Upgrading cultural studies

The Speak Up Research Project conducted a study on key educational issues in the digital age, and found that 50% of middle school and high school students admitted that they were not engaged in what they were learning at school. The onus is on educators to find a way to resonate with the rest of the classroom.

Providing media clips and other popular culture phenomena can provide "real-life" examples for students, who often wonder how a course's curriculum will serve them after graduation.

With technology at their fingertips, drawing from popular culture reference in the classroom has allowed educators to reflect on current societal trends, furthering students' understanding of contemporary society. Students are able to develop critical thinking skills and explore diverse perspectives with modern-day examples, all while following the curriculum at hand.

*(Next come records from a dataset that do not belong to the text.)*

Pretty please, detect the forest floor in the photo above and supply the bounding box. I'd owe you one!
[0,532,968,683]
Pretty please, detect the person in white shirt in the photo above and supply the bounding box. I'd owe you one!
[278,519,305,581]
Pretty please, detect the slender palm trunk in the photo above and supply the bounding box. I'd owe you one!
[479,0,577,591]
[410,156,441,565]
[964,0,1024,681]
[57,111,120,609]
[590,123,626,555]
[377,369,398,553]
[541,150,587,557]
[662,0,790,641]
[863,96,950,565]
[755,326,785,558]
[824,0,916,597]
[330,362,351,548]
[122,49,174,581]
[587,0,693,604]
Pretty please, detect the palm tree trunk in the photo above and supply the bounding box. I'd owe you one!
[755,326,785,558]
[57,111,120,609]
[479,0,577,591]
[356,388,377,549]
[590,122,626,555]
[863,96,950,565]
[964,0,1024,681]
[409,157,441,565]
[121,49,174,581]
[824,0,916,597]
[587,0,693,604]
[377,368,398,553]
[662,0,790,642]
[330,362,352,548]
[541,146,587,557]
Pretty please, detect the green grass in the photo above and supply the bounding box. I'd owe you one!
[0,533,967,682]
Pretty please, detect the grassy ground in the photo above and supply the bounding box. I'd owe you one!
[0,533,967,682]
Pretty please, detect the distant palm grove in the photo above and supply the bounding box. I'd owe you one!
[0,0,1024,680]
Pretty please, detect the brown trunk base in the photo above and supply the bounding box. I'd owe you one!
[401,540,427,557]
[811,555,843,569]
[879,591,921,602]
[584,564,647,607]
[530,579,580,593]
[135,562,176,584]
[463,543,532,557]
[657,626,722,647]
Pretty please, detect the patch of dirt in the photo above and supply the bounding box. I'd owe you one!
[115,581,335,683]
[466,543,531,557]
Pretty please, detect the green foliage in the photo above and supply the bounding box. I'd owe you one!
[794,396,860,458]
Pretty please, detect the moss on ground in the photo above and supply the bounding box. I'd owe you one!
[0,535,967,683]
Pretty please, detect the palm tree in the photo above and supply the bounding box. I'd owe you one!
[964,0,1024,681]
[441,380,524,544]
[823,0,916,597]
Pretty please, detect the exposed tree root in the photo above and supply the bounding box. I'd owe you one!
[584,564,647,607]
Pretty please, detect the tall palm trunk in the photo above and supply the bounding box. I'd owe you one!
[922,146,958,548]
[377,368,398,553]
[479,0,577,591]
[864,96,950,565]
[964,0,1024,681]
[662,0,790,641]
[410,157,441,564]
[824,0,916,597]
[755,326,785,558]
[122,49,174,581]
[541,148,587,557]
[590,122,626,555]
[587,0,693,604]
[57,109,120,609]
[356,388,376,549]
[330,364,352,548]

From film to popular music

Prior generations are all too familiar with a giant television being rolled into the classroom, as the teacher hits "Play" on the VCR to show the Leonardo DiCaprio version of "Romeo & Juliet." The television as a classroom babysitter is no longer the way forward. Media references in the classroom must continue to stay fresh and innovative, and must promote discussion to enhance students' learning.

A course about Taylor Swift may not entirely be a course about Taylor Swift. Instead, it can serve as a vehicle to pose questions to students about the world around them, forcing them to analyze what they're seeing, provide media literacy skills, and understand the greater narrative at large. How is the media shaping this narrative, and how are people responding to these messages?

For a generation glued to TikTok, there are greater lessons at play here. What might seem like a fun high school elective can often provide a deeper understanding and appreciation for the subject at hand. The lessons learned could inspire future college enrollments in the subject, or even a career.

These classes foster creativity and encourage students to express themselves through media that resonate with their generation. Taking a pop culture-focused approach on incorporating media clips into lesson plans takes into consideration what students are finding important in their day-to-day lives as they scroll through social media and consume digital media, and what they want to discuss. The results are sure to extend beyond the latest in celebrity gossip.